Shortly before the first Family Court hearing, he took his little girl away from her mother for 17 days and refused to allow any contact, despite repeated emails from the mother, pleading: "I implore you to allow me to spend some time with (her) . . . please can I see her at any time today? I am available all day and will go anywhere. I need to see her and she needs contact with me. I've not seen her in so long . . . let me know when I can have access."
The court heard that when the child was eventually returned to her mother, she had "dark patches under her eyes, her hair was matted and she had very bad nappy rash, and was coughing up phlegm . . . the child, who had previously been very vocal, was expressionless and barely spoke". "Softly, she repeated, 'Mummy?' as if she were asking a question."

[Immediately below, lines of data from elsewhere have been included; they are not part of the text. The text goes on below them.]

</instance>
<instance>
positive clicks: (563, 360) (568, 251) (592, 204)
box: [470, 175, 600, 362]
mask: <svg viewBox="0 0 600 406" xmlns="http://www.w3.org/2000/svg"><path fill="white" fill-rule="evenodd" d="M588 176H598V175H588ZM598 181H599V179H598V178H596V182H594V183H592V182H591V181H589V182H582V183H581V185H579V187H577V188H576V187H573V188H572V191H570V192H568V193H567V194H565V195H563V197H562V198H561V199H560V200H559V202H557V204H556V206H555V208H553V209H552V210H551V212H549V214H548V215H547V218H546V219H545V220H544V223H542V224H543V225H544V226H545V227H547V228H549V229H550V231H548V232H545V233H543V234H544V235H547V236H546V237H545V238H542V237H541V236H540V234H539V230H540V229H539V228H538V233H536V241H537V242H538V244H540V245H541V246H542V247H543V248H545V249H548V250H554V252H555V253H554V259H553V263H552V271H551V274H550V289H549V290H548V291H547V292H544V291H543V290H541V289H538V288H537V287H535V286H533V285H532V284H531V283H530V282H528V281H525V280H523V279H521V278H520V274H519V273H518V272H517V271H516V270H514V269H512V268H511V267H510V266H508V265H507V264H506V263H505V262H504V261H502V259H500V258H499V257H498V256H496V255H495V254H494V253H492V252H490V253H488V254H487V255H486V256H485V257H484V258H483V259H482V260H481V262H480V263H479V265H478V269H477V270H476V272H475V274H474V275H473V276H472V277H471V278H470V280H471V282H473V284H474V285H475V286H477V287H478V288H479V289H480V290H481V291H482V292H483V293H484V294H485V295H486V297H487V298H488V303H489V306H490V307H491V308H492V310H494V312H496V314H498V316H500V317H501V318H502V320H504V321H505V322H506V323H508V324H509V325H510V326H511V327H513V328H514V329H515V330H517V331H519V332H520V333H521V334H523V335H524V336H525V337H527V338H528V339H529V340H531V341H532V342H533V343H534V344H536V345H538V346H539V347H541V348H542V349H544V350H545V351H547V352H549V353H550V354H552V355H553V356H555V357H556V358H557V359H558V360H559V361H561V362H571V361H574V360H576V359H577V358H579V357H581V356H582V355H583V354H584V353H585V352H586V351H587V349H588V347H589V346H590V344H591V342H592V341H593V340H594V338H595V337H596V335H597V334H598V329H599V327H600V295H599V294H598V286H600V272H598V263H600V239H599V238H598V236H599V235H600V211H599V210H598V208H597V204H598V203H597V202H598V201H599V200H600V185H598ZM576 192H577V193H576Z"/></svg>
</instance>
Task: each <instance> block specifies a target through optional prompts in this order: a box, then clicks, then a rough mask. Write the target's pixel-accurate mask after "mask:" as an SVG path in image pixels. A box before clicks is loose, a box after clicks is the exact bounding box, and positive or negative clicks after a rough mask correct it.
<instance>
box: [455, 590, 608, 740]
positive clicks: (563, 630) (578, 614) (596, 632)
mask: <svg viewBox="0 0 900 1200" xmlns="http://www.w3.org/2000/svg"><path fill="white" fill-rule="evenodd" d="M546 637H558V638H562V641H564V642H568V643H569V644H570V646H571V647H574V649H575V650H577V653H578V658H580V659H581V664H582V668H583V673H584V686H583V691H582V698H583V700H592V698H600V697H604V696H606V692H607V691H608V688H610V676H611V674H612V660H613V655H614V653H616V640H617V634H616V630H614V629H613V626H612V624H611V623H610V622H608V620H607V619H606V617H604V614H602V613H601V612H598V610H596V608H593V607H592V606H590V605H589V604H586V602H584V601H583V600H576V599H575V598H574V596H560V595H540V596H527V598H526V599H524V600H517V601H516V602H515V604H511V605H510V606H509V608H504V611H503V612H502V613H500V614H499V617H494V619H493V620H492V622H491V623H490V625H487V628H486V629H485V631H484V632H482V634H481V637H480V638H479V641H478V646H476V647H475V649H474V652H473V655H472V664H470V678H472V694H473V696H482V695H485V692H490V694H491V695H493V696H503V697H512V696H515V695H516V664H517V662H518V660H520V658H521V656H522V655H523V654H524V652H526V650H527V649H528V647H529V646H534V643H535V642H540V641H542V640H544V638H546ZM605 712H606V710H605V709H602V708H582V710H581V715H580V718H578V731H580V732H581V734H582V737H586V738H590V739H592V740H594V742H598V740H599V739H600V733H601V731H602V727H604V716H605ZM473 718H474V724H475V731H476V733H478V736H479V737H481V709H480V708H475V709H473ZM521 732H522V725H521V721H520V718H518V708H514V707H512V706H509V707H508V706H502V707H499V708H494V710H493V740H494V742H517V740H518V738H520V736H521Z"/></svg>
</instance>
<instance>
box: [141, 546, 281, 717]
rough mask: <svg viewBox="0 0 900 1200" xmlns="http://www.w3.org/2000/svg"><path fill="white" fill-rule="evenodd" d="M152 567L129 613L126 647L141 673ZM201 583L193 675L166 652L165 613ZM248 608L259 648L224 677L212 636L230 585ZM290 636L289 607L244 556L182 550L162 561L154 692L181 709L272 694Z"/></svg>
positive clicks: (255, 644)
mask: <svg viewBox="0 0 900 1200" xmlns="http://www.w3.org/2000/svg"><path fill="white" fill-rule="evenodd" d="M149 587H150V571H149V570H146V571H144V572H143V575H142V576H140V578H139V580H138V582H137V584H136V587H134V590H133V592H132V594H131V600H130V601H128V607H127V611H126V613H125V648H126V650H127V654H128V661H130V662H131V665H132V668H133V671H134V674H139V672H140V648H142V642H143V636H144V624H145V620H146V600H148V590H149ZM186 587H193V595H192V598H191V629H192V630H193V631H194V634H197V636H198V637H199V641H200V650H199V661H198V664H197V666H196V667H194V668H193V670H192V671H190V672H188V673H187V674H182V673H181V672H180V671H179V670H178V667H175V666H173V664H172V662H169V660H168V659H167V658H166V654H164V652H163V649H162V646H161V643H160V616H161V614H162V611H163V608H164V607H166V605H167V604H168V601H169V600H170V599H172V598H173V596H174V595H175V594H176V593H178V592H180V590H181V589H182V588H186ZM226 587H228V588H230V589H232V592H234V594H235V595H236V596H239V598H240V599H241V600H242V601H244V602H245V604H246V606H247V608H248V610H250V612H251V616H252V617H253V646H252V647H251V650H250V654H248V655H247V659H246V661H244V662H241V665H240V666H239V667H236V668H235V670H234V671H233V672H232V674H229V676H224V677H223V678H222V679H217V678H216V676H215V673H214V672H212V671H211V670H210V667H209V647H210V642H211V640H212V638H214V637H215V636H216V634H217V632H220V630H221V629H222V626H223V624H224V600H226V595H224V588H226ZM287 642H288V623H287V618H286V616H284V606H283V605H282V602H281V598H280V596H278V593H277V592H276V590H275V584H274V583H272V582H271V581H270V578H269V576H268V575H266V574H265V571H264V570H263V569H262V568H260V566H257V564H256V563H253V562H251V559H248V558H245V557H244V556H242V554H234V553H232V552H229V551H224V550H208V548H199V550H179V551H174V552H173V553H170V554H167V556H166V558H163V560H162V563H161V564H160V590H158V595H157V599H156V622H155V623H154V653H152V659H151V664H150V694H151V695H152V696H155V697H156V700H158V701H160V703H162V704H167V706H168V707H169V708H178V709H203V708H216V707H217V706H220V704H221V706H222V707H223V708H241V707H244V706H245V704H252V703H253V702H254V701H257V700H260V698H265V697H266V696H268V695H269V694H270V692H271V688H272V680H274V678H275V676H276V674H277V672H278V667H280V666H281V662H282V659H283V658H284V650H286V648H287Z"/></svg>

Prior to being taken by her father for those 17 days, the child weighed 13kg. Upon return, after 17 days, she weighed 11.8kg.
The father appealed the decision to let the mother take the girl back to Ireland to be raised as a Roman Catholic, telling the court that Justice Ryan had "possibly" been prejudiced against him because she said, in court, that "it is plain that he is notably fair, so presumably he has non-indigenous origins as well?"
This, he said, was evidence that Justice Ryan had "sought to establish someone's cultural identity by the colour of their skin".
The Full Court, in a decision dated November 8 and published last week, could not see the logic in that argument. Justice Ryan had, after all, agreed that both the man, and his daughter, were Aboriginal, notwithstanding the fact his parents identified as white.
The Full Court upheld Justice Ryan's decision to let the child go to Ireland. Her mother has promised to "read story books related to Aboriginal culture" and to purchase "books, toys and jigsaw puzzles" with an indigenous theme so the girl might better understand her ancestry.